Nem todo mundo abastece suas redes sociais com o mesmo tom confessional usado naqueles velhos cadernos escondidos embaixo do colchão, mas um dos objetivos do diário, congelar o tempo para que possamos revisitar nossas versões anteriores de vez em quando, acaba sendo alcançado do mesmo jeito. Plataformas como o Facebook provocam esse efeito periodicamente, sem serem solicitadas, enviando imagens de cinco ou 10 anos atrás para nossa permanente reavaliação do passado. Outras dependem de um pequeno esforço de pesquisa, mas o resultado é parecido: lá está você, um outro você, mais ou menos feliz, mais ou menos próximo, tornando a distância entre um e outro mais evidente e a percepção da passagem do tempo mais aguda.

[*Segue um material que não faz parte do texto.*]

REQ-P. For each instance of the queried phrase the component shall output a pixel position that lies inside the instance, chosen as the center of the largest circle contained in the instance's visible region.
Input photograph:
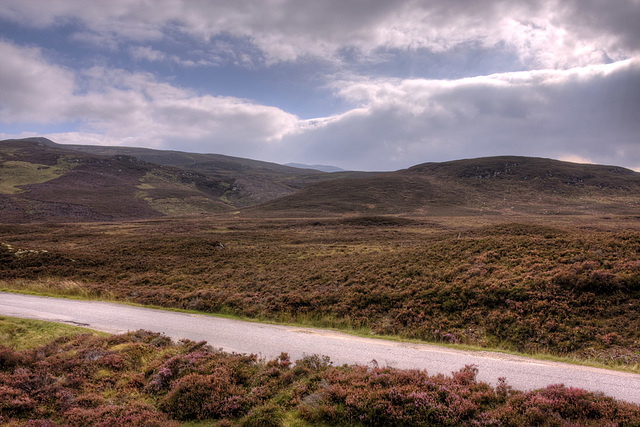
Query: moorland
(145, 379)
(522, 254)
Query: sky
(358, 84)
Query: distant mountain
(44, 181)
(492, 185)
(249, 181)
(322, 168)
(40, 182)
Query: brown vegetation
(561, 289)
(143, 379)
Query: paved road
(269, 341)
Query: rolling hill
(44, 181)
(492, 185)
(252, 181)
(40, 182)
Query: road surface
(269, 341)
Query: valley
(524, 255)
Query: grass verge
(21, 334)
(75, 291)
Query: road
(269, 341)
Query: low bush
(189, 381)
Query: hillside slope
(40, 182)
(491, 185)
(252, 181)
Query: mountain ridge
(44, 181)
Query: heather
(568, 286)
(145, 379)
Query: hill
(492, 185)
(43, 182)
(252, 181)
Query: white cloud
(30, 88)
(588, 112)
(543, 33)
(116, 106)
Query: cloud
(588, 112)
(112, 106)
(30, 88)
(542, 33)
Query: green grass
(16, 174)
(20, 334)
(339, 325)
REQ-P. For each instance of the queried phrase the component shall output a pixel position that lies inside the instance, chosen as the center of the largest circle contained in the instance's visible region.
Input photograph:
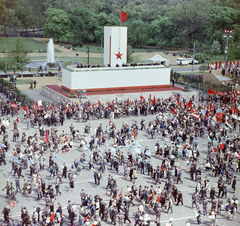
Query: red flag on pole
(85, 219)
(215, 149)
(52, 217)
(121, 192)
(229, 92)
(174, 111)
(47, 140)
(12, 203)
(211, 91)
(162, 167)
(123, 16)
(221, 146)
(13, 105)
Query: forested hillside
(173, 23)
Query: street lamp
(227, 34)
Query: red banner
(211, 91)
(12, 203)
(123, 16)
(12, 105)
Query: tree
(18, 57)
(7, 14)
(57, 25)
(191, 19)
(215, 48)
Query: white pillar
(115, 46)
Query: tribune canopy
(158, 59)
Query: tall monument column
(115, 46)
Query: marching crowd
(176, 127)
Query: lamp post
(193, 56)
(227, 34)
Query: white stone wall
(115, 39)
(94, 78)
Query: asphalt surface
(181, 214)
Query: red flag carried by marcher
(153, 101)
(178, 102)
(121, 192)
(47, 140)
(185, 146)
(211, 91)
(85, 219)
(195, 115)
(123, 16)
(52, 217)
(189, 104)
(13, 105)
(174, 111)
(221, 146)
(12, 203)
(25, 108)
(162, 167)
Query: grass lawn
(30, 44)
(190, 73)
(23, 81)
(92, 48)
(153, 50)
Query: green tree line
(161, 23)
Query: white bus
(182, 61)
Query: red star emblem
(119, 55)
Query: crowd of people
(175, 129)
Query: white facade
(115, 41)
(99, 78)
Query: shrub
(200, 57)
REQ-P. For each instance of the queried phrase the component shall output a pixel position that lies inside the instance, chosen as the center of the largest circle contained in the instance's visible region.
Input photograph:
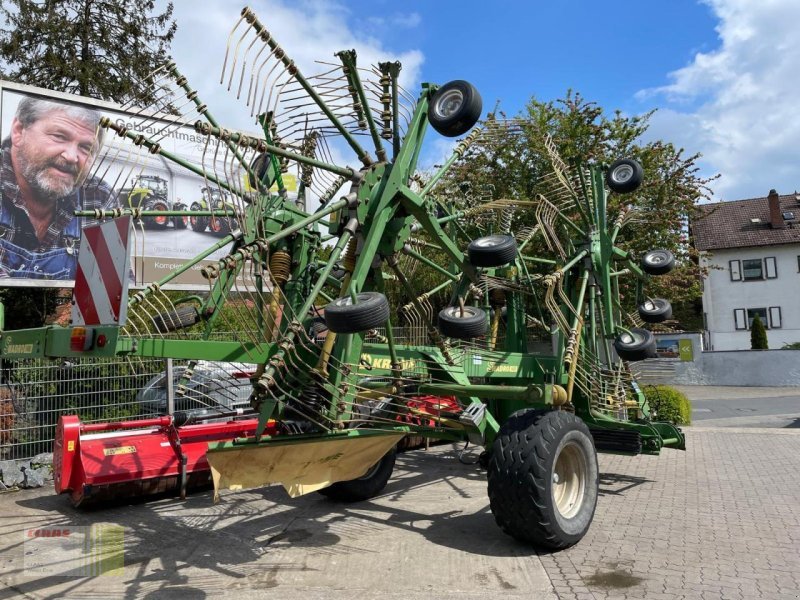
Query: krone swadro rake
(515, 340)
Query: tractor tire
(655, 310)
(455, 108)
(624, 176)
(180, 222)
(199, 224)
(157, 222)
(372, 310)
(543, 478)
(365, 487)
(492, 251)
(470, 325)
(657, 262)
(180, 318)
(638, 344)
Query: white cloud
(738, 104)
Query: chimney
(775, 216)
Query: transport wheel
(370, 311)
(218, 226)
(365, 487)
(543, 478)
(655, 310)
(181, 317)
(657, 262)
(455, 108)
(199, 224)
(636, 344)
(465, 326)
(159, 222)
(624, 176)
(492, 250)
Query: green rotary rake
(517, 343)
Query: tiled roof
(730, 225)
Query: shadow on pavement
(615, 484)
(167, 540)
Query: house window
(752, 269)
(762, 314)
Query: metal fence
(35, 392)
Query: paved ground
(721, 520)
(718, 406)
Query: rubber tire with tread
(371, 311)
(199, 224)
(629, 184)
(520, 477)
(180, 222)
(182, 316)
(368, 486)
(660, 311)
(465, 116)
(638, 349)
(657, 262)
(492, 250)
(471, 325)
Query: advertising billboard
(55, 160)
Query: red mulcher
(98, 462)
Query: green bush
(668, 404)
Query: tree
(758, 335)
(511, 157)
(103, 49)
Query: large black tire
(637, 344)
(492, 250)
(159, 222)
(365, 487)
(470, 325)
(372, 310)
(455, 108)
(181, 317)
(658, 262)
(624, 176)
(199, 224)
(655, 310)
(543, 478)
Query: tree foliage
(510, 162)
(103, 49)
(758, 335)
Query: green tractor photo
(150, 193)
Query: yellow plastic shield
(301, 467)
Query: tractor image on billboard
(373, 306)
(150, 193)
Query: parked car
(213, 385)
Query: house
(753, 250)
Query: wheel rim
(569, 480)
(622, 173)
(489, 241)
(448, 104)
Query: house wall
(722, 296)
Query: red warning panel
(101, 282)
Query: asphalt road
(744, 407)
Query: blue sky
(723, 74)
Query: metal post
(170, 387)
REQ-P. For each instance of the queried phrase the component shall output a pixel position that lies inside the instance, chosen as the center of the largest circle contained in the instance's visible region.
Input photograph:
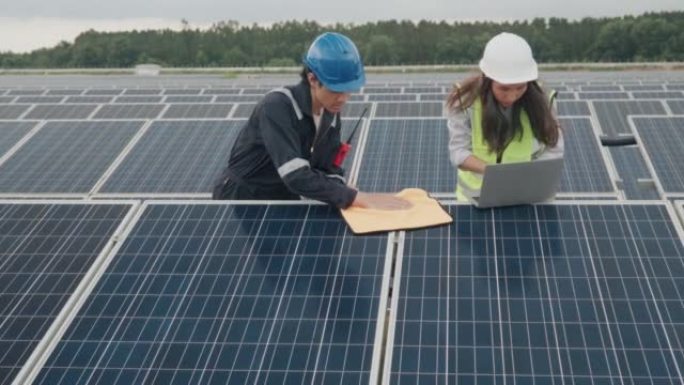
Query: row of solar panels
(219, 293)
(182, 158)
(370, 88)
(376, 97)
(610, 113)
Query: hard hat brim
(347, 87)
(528, 76)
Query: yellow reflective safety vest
(518, 150)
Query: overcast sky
(31, 24)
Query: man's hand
(380, 202)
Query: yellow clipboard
(425, 212)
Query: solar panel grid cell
(47, 249)
(65, 157)
(545, 294)
(214, 294)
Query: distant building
(147, 69)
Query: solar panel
(12, 111)
(256, 90)
(585, 170)
(64, 92)
(46, 251)
(658, 95)
(182, 91)
(632, 170)
(189, 111)
(392, 97)
(238, 98)
(381, 90)
(566, 294)
(573, 108)
(677, 106)
(566, 96)
(601, 88)
(642, 87)
(175, 157)
(433, 97)
(142, 91)
(602, 95)
(189, 99)
(26, 92)
(406, 153)
(39, 99)
(409, 109)
(11, 133)
(612, 115)
(65, 157)
(103, 92)
(60, 111)
(138, 99)
(89, 99)
(218, 294)
(221, 91)
(663, 139)
(129, 111)
(243, 110)
(423, 90)
(352, 111)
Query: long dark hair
(498, 132)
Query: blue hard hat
(336, 62)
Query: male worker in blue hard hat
(288, 146)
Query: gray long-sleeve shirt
(461, 146)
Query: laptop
(508, 184)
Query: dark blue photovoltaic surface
(407, 153)
(11, 133)
(663, 139)
(588, 294)
(612, 115)
(176, 157)
(584, 170)
(65, 157)
(45, 249)
(631, 167)
(217, 294)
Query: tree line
(643, 38)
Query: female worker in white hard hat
(500, 115)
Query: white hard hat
(508, 60)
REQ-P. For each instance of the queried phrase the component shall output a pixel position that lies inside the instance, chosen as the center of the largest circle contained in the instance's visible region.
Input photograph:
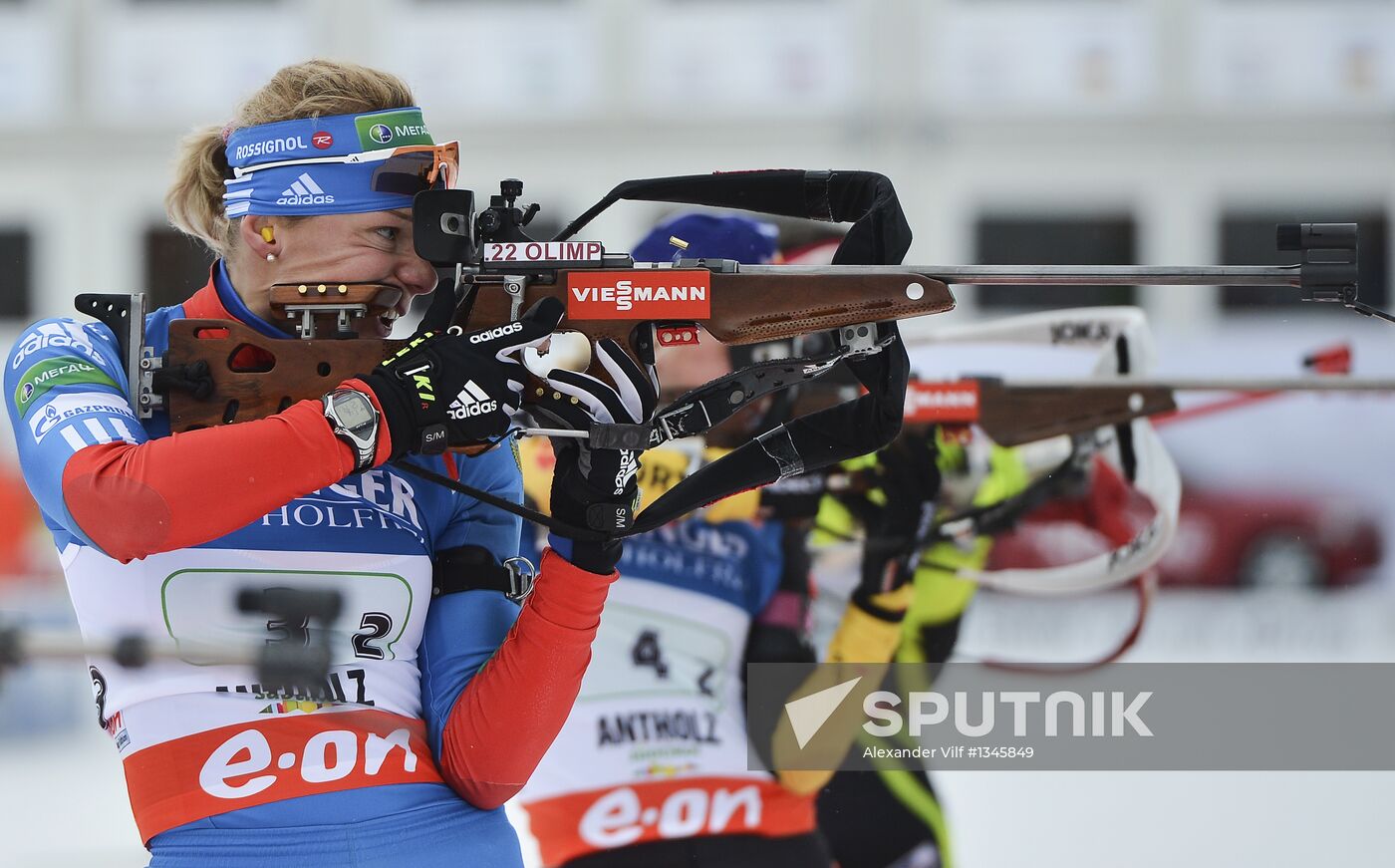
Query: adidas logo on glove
(304, 191)
(497, 332)
(471, 401)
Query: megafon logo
(639, 295)
(953, 402)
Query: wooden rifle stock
(1017, 415)
(745, 307)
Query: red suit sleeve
(508, 715)
(136, 500)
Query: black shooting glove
(897, 509)
(452, 390)
(592, 487)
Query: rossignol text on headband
(342, 163)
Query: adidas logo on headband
(304, 191)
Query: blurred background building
(1053, 132)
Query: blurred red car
(1227, 537)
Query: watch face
(353, 411)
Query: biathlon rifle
(1015, 411)
(494, 271)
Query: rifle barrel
(1199, 384)
(1069, 275)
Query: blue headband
(317, 187)
(717, 236)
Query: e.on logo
(620, 816)
(662, 293)
(325, 756)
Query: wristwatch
(355, 421)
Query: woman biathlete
(434, 711)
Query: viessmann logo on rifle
(639, 295)
(942, 401)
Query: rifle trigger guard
(620, 435)
(513, 285)
(858, 341)
(780, 446)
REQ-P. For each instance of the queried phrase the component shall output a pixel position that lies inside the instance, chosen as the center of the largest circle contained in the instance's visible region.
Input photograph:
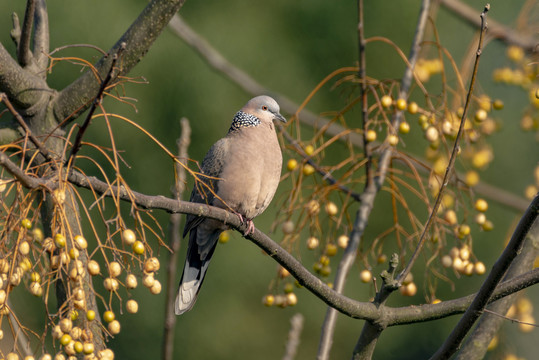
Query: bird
(243, 169)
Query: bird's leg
(249, 222)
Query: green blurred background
(288, 46)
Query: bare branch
(296, 326)
(41, 37)
(454, 340)
(24, 54)
(77, 97)
(495, 29)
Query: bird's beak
(277, 116)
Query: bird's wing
(212, 168)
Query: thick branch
(77, 97)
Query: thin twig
(456, 146)
(175, 243)
(296, 327)
(483, 297)
(496, 30)
(97, 100)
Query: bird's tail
(199, 252)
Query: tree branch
(453, 342)
(77, 97)
(495, 29)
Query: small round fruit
(386, 101)
(156, 287)
(308, 169)
(138, 247)
(342, 241)
(312, 243)
(26, 223)
(152, 264)
(148, 280)
(481, 205)
(131, 281)
(131, 306)
(115, 269)
(404, 127)
(479, 268)
(291, 299)
(288, 227)
(114, 327)
(393, 140)
(66, 325)
(365, 276)
(65, 339)
(80, 242)
(128, 237)
(497, 104)
(268, 300)
(292, 164)
(108, 316)
(111, 284)
(370, 135)
(401, 104)
(59, 240)
(331, 208)
(88, 348)
(413, 108)
(331, 249)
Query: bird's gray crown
(243, 120)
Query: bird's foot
(249, 222)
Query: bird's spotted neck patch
(243, 120)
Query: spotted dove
(243, 169)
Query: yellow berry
(497, 104)
(128, 237)
(365, 276)
(401, 104)
(481, 205)
(479, 268)
(131, 306)
(292, 164)
(331, 208)
(59, 240)
(393, 140)
(413, 108)
(404, 127)
(331, 249)
(268, 300)
(224, 237)
(471, 178)
(386, 101)
(308, 169)
(65, 339)
(342, 241)
(370, 136)
(138, 247)
(114, 327)
(26, 223)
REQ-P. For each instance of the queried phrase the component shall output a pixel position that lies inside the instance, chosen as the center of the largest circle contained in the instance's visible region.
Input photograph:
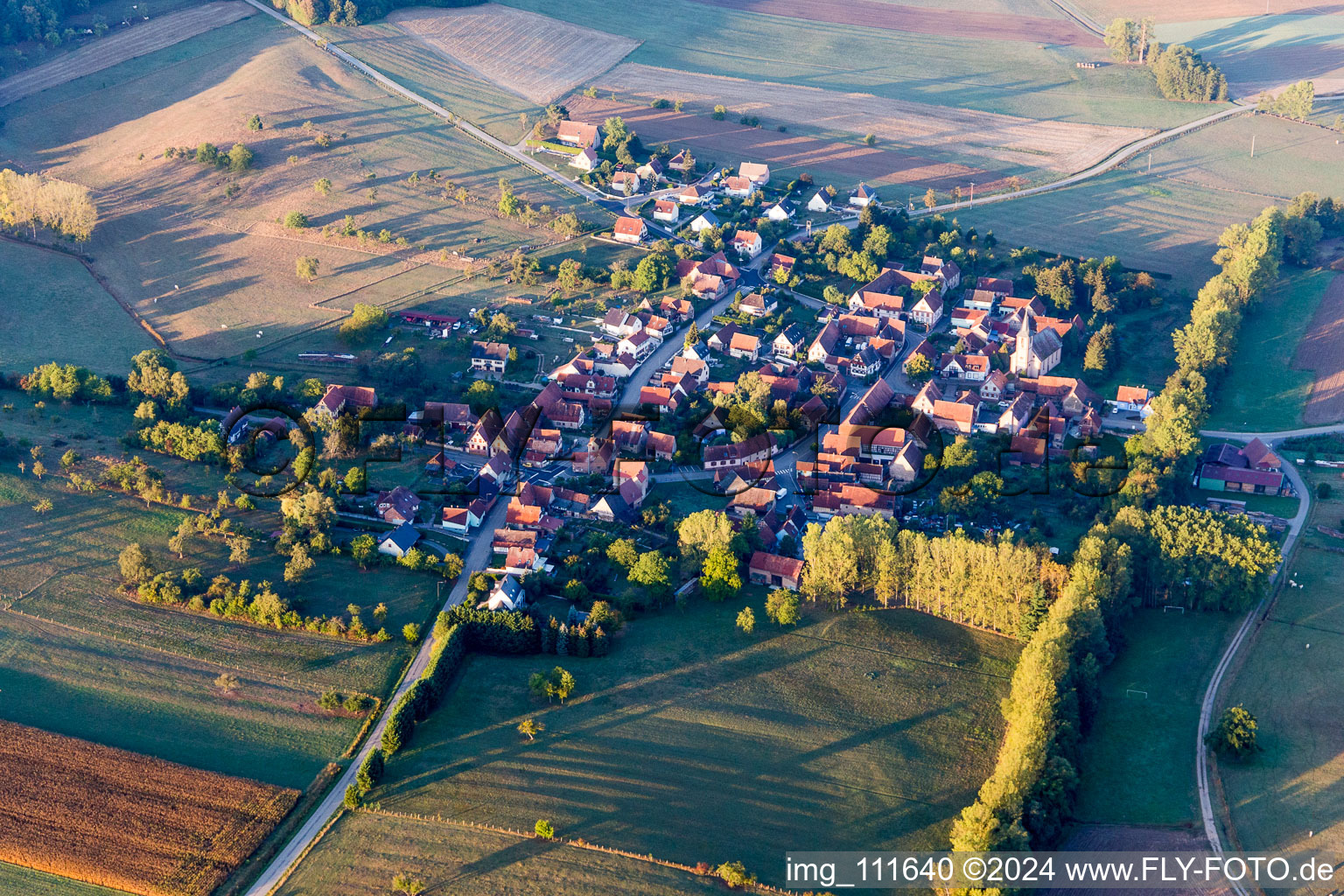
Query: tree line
(32, 200)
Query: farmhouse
(629, 230)
(489, 358)
(576, 133)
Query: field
(870, 728)
(1054, 145)
(365, 850)
(1288, 332)
(137, 823)
(208, 270)
(536, 57)
(877, 14)
(1168, 220)
(1138, 760)
(1292, 788)
(120, 46)
(54, 294)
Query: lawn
(872, 728)
(363, 852)
(54, 294)
(1268, 341)
(1292, 788)
(1138, 760)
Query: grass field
(25, 880)
(124, 820)
(211, 270)
(1292, 788)
(869, 728)
(1268, 341)
(80, 324)
(1138, 760)
(363, 852)
(1168, 220)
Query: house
(745, 346)
(576, 133)
(759, 305)
(399, 540)
(584, 160)
(789, 341)
(782, 210)
(747, 243)
(629, 230)
(756, 172)
(346, 398)
(1035, 354)
(666, 210)
(704, 220)
(398, 506)
(507, 594)
(489, 358)
(773, 570)
(1136, 399)
(737, 187)
(863, 196)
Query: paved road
(478, 557)
(1206, 710)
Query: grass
(995, 75)
(1268, 341)
(1168, 220)
(78, 320)
(1138, 762)
(854, 728)
(471, 863)
(25, 880)
(1292, 788)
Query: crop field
(1289, 680)
(127, 821)
(55, 296)
(120, 46)
(869, 728)
(1138, 760)
(1293, 332)
(1269, 52)
(1012, 77)
(536, 57)
(210, 271)
(1060, 147)
(365, 850)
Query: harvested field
(534, 55)
(872, 14)
(787, 153)
(1058, 147)
(128, 821)
(1321, 351)
(125, 45)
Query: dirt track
(1321, 351)
(533, 55)
(136, 40)
(1060, 147)
(872, 14)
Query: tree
(1234, 734)
(781, 607)
(305, 266)
(734, 875)
(136, 564)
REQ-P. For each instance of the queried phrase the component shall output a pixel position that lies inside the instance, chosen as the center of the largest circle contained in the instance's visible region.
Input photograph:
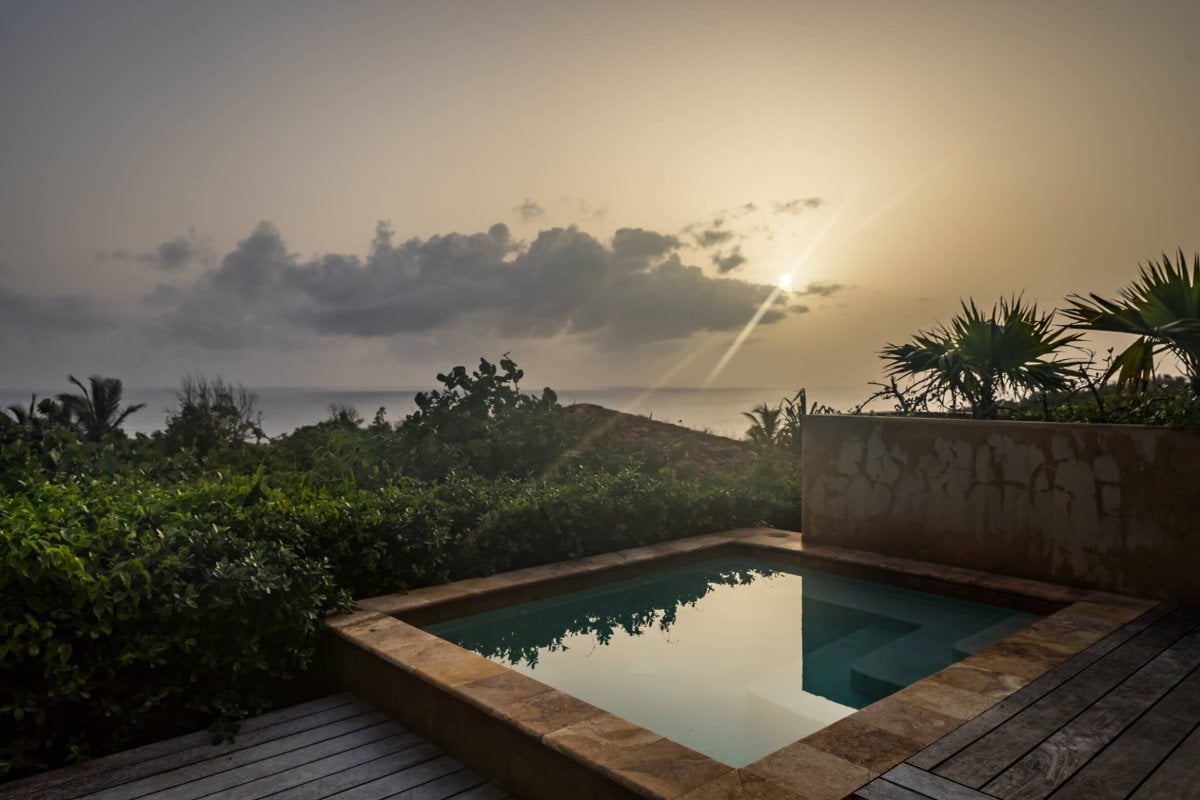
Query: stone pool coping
(541, 743)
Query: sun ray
(786, 278)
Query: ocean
(715, 410)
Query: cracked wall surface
(1097, 505)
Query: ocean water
(715, 410)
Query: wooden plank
(934, 786)
(994, 752)
(881, 789)
(1048, 765)
(448, 786)
(484, 792)
(1128, 761)
(156, 757)
(1175, 777)
(226, 780)
(279, 780)
(397, 782)
(235, 757)
(967, 733)
(363, 774)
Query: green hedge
(131, 608)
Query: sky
(361, 193)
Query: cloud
(169, 256)
(798, 205)
(172, 254)
(529, 210)
(713, 236)
(587, 211)
(729, 263)
(564, 283)
(641, 244)
(821, 288)
(47, 314)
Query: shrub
(130, 611)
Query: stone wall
(1107, 506)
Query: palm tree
(981, 358)
(1162, 308)
(97, 408)
(766, 423)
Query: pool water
(733, 657)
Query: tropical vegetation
(983, 358)
(155, 584)
(1162, 308)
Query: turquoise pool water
(733, 657)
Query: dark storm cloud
(641, 244)
(565, 282)
(529, 210)
(821, 288)
(52, 313)
(798, 205)
(727, 263)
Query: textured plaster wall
(1107, 506)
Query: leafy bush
(484, 423)
(130, 608)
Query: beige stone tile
(1018, 656)
(397, 642)
(1140, 605)
(502, 690)
(989, 683)
(603, 741)
(1066, 635)
(951, 701)
(391, 605)
(1116, 613)
(921, 725)
(666, 769)
(545, 713)
(864, 744)
(448, 665)
(736, 785)
(352, 621)
(813, 774)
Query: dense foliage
(981, 358)
(153, 584)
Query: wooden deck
(334, 747)
(1119, 721)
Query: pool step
(900, 662)
(825, 669)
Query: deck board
(1122, 722)
(336, 745)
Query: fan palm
(981, 358)
(97, 408)
(766, 423)
(1162, 308)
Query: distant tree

Mantive, ou tentei manter, um pequeno diário no início da adolescência. Gostava de escrever e de guardar, mas era profundamente afetada pela dissonância entre o projeto e o resultado final no papel – o que talvez explique por que poucas dessas memórias sobreviveram à fúria do meu senso crítico em botão. Numa dessas páginas soltas, uma menina de 12 anos sonha em ganhar a vida escrevendo, mas sente vergonha do “português empapado” que lhe sai da caneta bic, à revelia.
Em vez de constrangimento, essas folhas soltas me causam agora uma ternura infinita, materna. Hoje entendo que o esforço de escrever costuma vir acompanhado da descoberta de que a linguagem pode ser esquiva, insuficiente ou, pior, petrificada (“Lutar com palavras / é a luta mais vã. / Entanto lutamos / mal rompe a manhã”, admitia Drummond, ele próprio, o lutador peso-pesado). Lamento que o diário tenha sido quase todo destruído, mas valorizo a luta e mesmo a eventual frustração. Sou as folhas que ficaram – e as que ainda vão ser escritas.